The Foundation for Young Australians
- Formation: 1977
- Type: NGO
- Purpose: Backing young people with the trust, resources, skills and connections to make change.
- Headquarters: Melbourne
- Region served: Australia
- Chief Executive Officer (Acting): Molly Whelan
- Main organ: Board of Directors
- Staff: 40
- Website: fya.org.au

= The Foundation for Young Australians =

Australian non-profit organisation

The Foundation for Young Australians (FYA) is an Australian non-profit organisation whose purpose is to back young people with the trust, resources, skills, and connections to make change. The organisation's vision is that young people have the power to beat injustice and transform the future. It became a registered charity in 1999.

==History==
===Partnerships===
The FYA has a history of partnering with individuals, organisations and schools.
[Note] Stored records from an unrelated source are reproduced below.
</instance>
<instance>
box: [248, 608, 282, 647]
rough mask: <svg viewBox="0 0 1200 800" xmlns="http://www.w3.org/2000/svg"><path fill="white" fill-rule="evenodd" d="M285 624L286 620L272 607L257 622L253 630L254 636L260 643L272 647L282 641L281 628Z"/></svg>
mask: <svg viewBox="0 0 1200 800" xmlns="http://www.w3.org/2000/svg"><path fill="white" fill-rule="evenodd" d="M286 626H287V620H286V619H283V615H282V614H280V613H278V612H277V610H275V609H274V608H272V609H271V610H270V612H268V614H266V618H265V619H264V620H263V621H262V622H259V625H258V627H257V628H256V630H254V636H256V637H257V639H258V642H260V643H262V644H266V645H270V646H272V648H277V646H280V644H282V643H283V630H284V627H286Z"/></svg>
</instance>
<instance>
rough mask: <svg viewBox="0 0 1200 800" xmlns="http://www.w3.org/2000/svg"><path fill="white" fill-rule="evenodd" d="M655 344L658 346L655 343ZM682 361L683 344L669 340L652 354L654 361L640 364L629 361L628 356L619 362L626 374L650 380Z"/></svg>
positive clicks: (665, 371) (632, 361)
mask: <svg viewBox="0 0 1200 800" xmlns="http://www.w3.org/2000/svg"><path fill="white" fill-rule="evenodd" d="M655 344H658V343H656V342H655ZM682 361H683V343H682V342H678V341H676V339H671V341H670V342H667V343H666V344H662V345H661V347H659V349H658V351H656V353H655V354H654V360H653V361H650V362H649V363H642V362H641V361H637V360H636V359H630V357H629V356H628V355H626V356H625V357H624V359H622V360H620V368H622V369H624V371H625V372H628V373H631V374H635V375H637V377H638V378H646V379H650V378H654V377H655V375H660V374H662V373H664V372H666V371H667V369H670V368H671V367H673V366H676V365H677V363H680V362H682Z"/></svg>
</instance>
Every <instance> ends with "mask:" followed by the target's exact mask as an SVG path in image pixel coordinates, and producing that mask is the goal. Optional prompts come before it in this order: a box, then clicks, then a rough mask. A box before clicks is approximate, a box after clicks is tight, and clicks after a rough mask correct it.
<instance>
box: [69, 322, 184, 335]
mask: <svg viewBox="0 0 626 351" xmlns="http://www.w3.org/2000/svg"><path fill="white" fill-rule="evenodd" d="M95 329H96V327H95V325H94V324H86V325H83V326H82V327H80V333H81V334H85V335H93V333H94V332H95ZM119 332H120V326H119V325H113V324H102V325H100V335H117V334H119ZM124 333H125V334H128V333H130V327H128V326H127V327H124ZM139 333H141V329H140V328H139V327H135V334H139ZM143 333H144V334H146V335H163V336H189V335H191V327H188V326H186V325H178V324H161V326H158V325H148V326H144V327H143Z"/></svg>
It was formed in 2000 through a partnership between The Queen's Trust for Young Australians (1977–2000) and the Australian Youth Foundation (1987–2000).

In July 2008 an alliance was formed between the Education Foundation and the FYA. The Education Foundation was founded in 1989 by Ellen Koshland with the aim of developing and delivering education programs, community engagement and research to Australian students. The partnership was to establish the FYA as the primary advocate for young Australians.

===Research, submissions and publications===
FYA has previously published research on the future of work, and the challenges young people facing in transitioning between education and employment. In 2012, the FYA calculated that 30% of students who left high school in Year 9 or below were NEET.

In 2013, the FYA made a submission to the Australian House of Representatives Inquiry on the Australian Education Bill 2012 with 5 recommendations:

To ensure young Australians are prepared and equipped for their futures there is an urgent need for a comprehensive and intergenerational investment in Australia's young people that would encompass:
1. A nation building non-partisan focused education strategy to redesign and reform the learning system and curriculum from preschool through higher education (and beyond) to ensure their competitiveness in the 21st Century.
2. A new commitment to the teaching and learning of enterprise skills, capabilities and attributes. This must include investing in outcomes measurement, assessment and evaluation to ensure accountability measures at all levels within the system drive and support evidence-based practice.
3. Enterprise education and enhancing student capabilities will necessitate having a good understanding of personalised and product-oriented learning processes. Education systems and school leaders must support and enable new student-teacher relationships where learning is no longer teacher-dependent but teacher-enabled.
4. The culture, structures and processes of schools, and resourcing opportunities and constraints available must ensure relevant entrepreneurial learning opportunities are available to all students.
5. Students will increasingly become consumers of learning and will increasingly demand agency over their learning in order to understand, articulate and own their own learning experiences. School curricula and learning environments must be reconfigured to match this demand, ensuring their offerings are relevant and high-quality.

The bill passed as The Australian Education Act 2013, received the Royal Assent 27 June 2013 and passed into law 1 January 2014.

A 2014 report by the FYA found that people under the age of 24 were likely to be worse off than their parents, with a 30% unemployment rate and more university debt and spending most income on housing. The FYA also made a submission to the Australian Department of Education 'Review to Achieve Excellence in Australian Schools' led by David Gonski that was released in 2018.

In 2020, under new CEO, Nick Moraitis, FYA released an updated three-year strategy, positioning the organisation as a strategic intermediary backing young people with trust, resources, skills and connections to make change.